The world bends slightly in the direction you're looking

I see it as something you lean into. It literally bends with you, just a little.
So it's partly what you want it to be—but it’s also something in itself.

This has caused difficult situations for centuries. When you look at the world from a certain angle, it can feel like you're absolutely right in how you see it. But the same goes for the person looking from a different angle—they're just as certain they're right.

A dictator thinks he's the good guy
We often think of dictators as people who rise up to play the role of the villain. But from the dictator’s point of view, he’s the hero—and we’re the villains.
That might sound childish, but it’s genuinely hard to grasp.

Modern science is like the Church from centuries ago
Yes, really. You might not like hearing that, but it’s the same kind of institution. There are fixed ideas, and they’re held onto so rigidly that it becomes nearly impossible to think outside of them.

If I had to summarize science, it would go something like this:
We do A, and then B happens.
We do A again, and B happens again.
So A and B must be connected—and that’s how it works.

That’s literally all it is: repeating something until the outcome seems consistent, and then deciding that's how reality works.
But reality isn’t only linear. It also moves vertically, upside down, in black and white, and in layers. This kind of thinking captures just one tiny slice of a deeply layered reality.
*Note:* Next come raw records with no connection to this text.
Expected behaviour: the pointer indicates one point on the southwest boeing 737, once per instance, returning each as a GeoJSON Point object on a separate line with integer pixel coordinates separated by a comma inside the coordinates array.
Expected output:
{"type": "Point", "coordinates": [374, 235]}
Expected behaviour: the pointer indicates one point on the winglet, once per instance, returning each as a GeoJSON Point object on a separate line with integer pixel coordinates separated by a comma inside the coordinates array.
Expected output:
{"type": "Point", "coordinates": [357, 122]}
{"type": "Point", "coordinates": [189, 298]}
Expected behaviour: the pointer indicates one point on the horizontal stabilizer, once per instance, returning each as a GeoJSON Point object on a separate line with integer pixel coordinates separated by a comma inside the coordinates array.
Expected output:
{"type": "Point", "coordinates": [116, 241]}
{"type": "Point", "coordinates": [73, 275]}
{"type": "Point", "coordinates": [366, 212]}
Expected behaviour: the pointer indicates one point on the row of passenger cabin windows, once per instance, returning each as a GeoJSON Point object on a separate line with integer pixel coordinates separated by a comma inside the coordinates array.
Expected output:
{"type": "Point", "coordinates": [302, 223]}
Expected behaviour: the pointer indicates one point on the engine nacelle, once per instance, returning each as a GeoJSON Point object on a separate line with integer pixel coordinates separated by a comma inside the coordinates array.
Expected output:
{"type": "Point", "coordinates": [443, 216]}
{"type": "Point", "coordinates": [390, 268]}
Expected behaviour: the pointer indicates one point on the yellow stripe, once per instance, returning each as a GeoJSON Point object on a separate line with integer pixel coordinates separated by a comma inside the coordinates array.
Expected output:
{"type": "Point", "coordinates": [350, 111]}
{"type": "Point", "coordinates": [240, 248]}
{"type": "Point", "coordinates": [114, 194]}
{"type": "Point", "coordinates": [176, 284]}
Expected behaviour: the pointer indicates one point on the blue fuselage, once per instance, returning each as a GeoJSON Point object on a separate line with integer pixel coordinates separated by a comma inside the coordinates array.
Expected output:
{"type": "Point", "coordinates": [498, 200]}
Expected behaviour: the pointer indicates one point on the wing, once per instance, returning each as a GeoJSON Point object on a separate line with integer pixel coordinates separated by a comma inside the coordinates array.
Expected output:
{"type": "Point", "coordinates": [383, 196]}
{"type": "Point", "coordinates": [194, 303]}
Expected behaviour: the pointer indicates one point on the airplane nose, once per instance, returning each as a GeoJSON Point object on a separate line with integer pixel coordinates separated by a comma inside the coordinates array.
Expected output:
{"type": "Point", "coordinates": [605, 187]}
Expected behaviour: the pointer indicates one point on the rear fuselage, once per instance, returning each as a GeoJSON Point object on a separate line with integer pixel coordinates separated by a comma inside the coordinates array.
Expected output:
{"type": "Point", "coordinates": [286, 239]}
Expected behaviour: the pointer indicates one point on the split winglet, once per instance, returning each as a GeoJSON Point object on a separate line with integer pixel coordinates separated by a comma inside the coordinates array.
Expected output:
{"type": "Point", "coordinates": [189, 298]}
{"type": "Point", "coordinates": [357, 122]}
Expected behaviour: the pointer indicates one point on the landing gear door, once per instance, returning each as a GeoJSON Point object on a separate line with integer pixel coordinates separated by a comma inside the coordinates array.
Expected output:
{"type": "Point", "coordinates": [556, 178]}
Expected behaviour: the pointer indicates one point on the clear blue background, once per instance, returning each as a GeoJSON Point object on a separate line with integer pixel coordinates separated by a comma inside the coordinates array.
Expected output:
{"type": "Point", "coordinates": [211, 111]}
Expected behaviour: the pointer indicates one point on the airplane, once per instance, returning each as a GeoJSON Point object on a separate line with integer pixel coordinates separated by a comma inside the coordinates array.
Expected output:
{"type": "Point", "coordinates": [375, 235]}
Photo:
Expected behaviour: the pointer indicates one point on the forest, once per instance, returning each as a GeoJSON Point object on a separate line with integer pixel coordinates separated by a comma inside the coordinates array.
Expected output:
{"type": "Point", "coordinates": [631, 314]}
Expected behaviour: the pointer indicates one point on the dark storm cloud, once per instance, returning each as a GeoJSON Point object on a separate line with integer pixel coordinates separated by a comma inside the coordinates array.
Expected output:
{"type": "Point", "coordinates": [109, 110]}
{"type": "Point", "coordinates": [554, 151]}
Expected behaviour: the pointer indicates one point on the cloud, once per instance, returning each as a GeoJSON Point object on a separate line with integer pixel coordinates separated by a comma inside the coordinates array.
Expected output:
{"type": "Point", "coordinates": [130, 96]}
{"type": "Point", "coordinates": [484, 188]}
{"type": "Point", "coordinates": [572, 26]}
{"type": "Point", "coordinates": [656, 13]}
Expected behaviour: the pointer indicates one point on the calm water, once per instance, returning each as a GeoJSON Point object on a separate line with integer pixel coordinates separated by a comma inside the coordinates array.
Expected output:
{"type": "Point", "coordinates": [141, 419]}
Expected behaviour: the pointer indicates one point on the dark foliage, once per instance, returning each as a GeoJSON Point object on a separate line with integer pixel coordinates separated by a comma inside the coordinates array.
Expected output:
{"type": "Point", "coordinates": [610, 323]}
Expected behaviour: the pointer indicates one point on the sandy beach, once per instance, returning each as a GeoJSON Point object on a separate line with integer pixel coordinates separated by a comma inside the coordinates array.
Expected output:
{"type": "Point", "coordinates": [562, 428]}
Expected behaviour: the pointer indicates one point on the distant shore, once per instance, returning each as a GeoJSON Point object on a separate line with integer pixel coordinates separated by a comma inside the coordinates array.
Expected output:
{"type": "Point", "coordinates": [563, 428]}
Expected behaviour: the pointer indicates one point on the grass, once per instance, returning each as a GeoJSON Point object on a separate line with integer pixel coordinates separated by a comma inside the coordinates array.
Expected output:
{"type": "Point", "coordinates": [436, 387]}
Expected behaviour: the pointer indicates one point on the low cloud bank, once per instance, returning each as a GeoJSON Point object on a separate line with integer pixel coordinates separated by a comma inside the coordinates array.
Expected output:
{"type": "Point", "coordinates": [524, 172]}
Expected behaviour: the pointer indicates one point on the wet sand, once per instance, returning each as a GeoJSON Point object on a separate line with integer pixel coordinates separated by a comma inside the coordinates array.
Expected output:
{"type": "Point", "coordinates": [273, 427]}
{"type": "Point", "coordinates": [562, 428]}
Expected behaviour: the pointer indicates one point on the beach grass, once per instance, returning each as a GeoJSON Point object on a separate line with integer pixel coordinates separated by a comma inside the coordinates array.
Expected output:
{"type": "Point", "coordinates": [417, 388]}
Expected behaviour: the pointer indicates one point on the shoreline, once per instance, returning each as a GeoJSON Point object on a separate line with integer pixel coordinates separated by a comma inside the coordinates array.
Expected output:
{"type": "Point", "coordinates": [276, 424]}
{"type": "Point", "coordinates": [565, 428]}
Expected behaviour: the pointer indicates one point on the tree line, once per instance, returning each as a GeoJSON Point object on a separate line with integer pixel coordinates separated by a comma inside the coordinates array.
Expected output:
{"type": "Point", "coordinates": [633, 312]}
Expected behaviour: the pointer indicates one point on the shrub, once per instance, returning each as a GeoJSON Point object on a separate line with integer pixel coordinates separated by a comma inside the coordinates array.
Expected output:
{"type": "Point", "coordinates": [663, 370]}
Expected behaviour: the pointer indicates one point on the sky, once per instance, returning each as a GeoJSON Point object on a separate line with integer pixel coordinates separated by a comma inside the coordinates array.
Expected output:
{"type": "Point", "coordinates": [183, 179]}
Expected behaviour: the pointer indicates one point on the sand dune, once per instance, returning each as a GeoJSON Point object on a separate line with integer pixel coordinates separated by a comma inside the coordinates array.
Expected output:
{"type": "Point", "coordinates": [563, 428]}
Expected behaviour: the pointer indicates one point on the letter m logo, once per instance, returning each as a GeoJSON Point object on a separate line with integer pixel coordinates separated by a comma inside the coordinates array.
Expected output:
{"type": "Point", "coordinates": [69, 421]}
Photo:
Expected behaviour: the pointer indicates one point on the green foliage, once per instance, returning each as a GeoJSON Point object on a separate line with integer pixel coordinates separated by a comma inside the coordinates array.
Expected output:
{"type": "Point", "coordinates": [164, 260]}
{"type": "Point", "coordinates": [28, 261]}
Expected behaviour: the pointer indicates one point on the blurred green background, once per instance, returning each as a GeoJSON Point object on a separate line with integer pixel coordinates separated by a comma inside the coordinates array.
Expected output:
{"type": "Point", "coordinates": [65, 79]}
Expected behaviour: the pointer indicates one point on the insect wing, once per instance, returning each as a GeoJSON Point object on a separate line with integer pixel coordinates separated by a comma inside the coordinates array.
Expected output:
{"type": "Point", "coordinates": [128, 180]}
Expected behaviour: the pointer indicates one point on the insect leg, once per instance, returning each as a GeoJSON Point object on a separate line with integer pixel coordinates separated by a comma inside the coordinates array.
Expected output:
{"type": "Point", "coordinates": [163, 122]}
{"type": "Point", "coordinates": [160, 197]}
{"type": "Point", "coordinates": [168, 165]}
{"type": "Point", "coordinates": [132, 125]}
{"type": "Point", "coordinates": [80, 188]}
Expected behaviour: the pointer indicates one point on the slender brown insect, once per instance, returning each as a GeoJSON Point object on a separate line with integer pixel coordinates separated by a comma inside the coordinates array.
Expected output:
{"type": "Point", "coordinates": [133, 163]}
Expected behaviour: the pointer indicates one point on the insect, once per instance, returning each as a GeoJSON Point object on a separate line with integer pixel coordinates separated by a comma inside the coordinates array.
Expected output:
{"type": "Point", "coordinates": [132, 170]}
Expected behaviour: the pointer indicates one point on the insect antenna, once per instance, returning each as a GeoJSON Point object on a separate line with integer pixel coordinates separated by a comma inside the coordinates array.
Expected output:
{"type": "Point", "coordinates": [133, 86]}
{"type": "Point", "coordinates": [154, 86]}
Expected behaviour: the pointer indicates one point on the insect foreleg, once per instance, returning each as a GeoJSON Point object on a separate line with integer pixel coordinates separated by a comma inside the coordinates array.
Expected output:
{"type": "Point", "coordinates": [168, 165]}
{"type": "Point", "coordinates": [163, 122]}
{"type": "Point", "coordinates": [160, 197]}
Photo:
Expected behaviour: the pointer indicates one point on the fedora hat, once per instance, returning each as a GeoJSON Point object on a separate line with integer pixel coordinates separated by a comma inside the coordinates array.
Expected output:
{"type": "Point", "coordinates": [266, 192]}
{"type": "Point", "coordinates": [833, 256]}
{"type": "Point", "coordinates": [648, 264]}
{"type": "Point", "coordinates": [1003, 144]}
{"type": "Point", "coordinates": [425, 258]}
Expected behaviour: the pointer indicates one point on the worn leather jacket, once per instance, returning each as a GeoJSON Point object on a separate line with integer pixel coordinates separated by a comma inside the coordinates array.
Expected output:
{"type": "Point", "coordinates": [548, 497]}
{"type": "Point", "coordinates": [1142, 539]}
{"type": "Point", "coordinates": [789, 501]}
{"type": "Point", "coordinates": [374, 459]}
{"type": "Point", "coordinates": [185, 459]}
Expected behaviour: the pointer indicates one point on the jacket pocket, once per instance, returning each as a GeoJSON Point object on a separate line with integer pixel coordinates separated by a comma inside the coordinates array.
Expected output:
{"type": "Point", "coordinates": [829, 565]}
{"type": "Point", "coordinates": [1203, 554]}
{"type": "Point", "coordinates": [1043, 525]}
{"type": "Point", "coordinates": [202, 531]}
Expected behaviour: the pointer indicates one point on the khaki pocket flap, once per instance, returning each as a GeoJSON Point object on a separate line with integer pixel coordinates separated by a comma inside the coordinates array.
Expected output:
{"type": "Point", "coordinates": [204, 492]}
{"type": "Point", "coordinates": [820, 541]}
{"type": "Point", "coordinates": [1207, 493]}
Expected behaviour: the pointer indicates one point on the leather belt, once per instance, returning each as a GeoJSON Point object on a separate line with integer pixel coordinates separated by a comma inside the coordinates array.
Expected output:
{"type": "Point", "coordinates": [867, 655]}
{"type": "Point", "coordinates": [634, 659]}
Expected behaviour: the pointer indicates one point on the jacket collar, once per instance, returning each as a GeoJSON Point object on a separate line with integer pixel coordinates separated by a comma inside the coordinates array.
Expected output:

If you keep repeating the same logic, it eventually starts working that way—because that’s how you’re looking at it.


The theory of evolution is flawed
The theory of evolution only works on a local scale.
What do you want to know—why species change?
Yes, DNA plays a role. But so does what they eat. Or whether they even want to have children.
And that’s something you can’t observe.
You also can’t extrapolate a local observation to a larger scale, or assume that just because you’ve observed something, you can reverse-engineer the cause from the effect.